FDA 'breakthrough' drug evidence often limited, study finds

The 46 medicines that received approval through 2017 as part of the FDA's Breakthrough Therapy program are often sent to patients without sufficient evidence to back them or prove their benefits, a study published in JAMA found.

"Our research suggests that FDA approval of these breakthrough therapies is generally based on shorter and smaller clinical trials than those that support FDA approval of non-breakthrough therapy drugs," co-author Joseph Ross, MD, told Reuters.

The study did not look at whether the drugs were as effective and safe as preapproval testing suggested. The FDA does not always require such post-marketing studies for "breakthrough" drugs, Reuters reports.

The FDA's breakthrough program aims to speed up the approval process for medicines to treat life-threatening conditions in cases where tests suggest dramatic improvement compared to existing treatments.

"A lot of people, when they hear 'breakthrough designation,' assume the 'breakthrough' is based on great clinical trial evidence, but it's actually more of an expectation that this is promising," Dr. Ross told Reuters.

Four study findings, according to the research team's analysis of the 89 pivotal efficacy trials in the breakthrough program: 

1. The study found 41 percent of the drugs were approved without a gold-standard type of trial, where researchers randomly assign patients to receive the drug or a placebo.

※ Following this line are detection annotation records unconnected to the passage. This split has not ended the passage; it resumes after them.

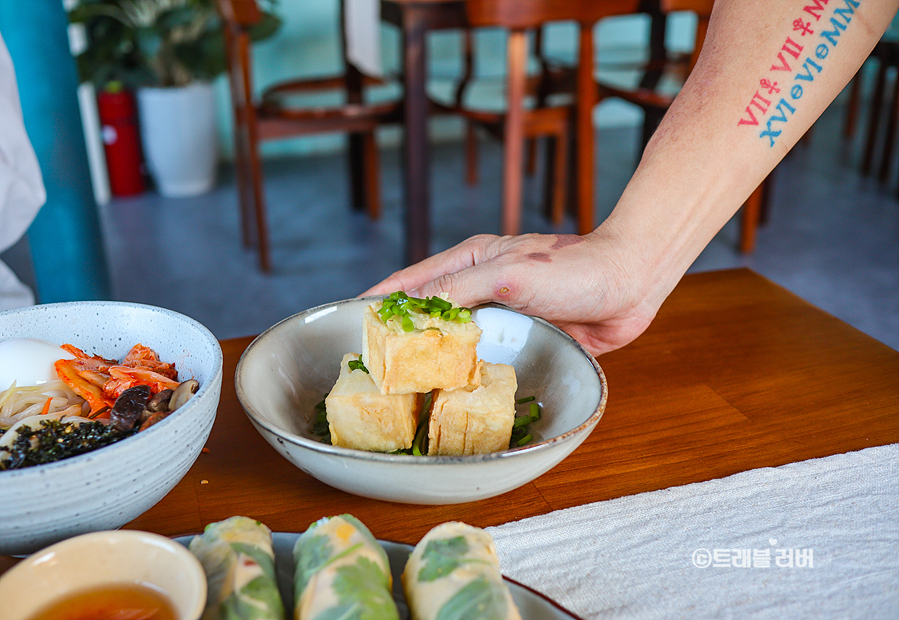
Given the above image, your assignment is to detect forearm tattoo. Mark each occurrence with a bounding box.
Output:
[737,0,864,147]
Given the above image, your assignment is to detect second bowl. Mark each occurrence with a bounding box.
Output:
[235,298,607,504]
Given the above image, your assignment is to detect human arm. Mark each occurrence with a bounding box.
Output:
[367,0,899,354]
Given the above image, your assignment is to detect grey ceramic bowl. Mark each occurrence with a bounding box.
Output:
[235,299,607,504]
[0,301,222,555]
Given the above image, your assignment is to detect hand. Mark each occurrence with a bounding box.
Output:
[363,229,662,355]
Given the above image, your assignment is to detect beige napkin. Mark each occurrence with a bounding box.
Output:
[488,444,899,620]
[344,0,384,77]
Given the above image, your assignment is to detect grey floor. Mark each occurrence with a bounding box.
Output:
[15,97,899,348]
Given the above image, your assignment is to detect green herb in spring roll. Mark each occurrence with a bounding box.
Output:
[190,517,285,620]
[293,515,399,620]
[403,521,521,620]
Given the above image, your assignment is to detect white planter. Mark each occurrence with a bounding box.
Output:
[137,83,219,197]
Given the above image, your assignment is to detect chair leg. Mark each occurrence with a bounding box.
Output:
[740,181,766,254]
[547,126,568,226]
[247,122,272,272]
[574,24,596,235]
[234,112,255,248]
[347,133,366,211]
[502,30,527,235]
[862,59,887,176]
[877,71,899,183]
[363,131,381,220]
[465,121,478,185]
[843,72,862,140]
[525,138,537,177]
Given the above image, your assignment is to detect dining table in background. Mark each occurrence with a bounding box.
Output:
[0,269,899,612]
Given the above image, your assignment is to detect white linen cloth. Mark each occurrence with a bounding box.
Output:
[0,36,47,310]
[343,0,384,77]
[487,444,899,620]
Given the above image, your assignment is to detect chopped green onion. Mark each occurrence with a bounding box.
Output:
[347,360,371,374]
[512,415,531,428]
[378,291,471,331]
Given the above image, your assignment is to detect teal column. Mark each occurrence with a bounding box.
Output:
[0,0,110,303]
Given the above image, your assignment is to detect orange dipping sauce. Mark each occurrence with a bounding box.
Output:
[30,583,178,620]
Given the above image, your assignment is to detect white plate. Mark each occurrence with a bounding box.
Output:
[175,532,581,620]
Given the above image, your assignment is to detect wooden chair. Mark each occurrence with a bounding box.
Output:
[597,0,770,253]
[216,0,402,271]
[432,0,640,234]
[843,35,899,189]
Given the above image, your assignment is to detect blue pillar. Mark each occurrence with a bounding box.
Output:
[0,0,109,303]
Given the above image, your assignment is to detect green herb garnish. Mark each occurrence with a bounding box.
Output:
[347,360,370,374]
[312,394,331,444]
[378,291,471,332]
[509,396,542,449]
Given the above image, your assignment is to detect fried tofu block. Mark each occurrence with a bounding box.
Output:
[428,361,518,456]
[325,353,419,452]
[362,303,481,394]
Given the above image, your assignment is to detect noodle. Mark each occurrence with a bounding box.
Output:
[0,379,84,430]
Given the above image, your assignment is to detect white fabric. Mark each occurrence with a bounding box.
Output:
[343,0,384,77]
[0,30,47,310]
[488,444,899,620]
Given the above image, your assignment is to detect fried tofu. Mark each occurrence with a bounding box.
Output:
[325,353,420,452]
[428,361,518,456]
[362,303,481,394]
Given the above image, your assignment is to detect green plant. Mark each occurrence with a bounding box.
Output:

2. Over half — 54 percent — of approvals were granted without any double-blind testing, which means researchers knew the treatment each patient was receiving.

3. Only 22 percent of pivotal trials measured actual improvement in patients' well-being. The rest of the trials relied on substitute indicators that frequently do not translate to significant improvement.

4. Less than half — 46 percent — of drugs received approval despite being studied without a comparison of how the drug recipients did versus how patients with a placebo or an established therapy did.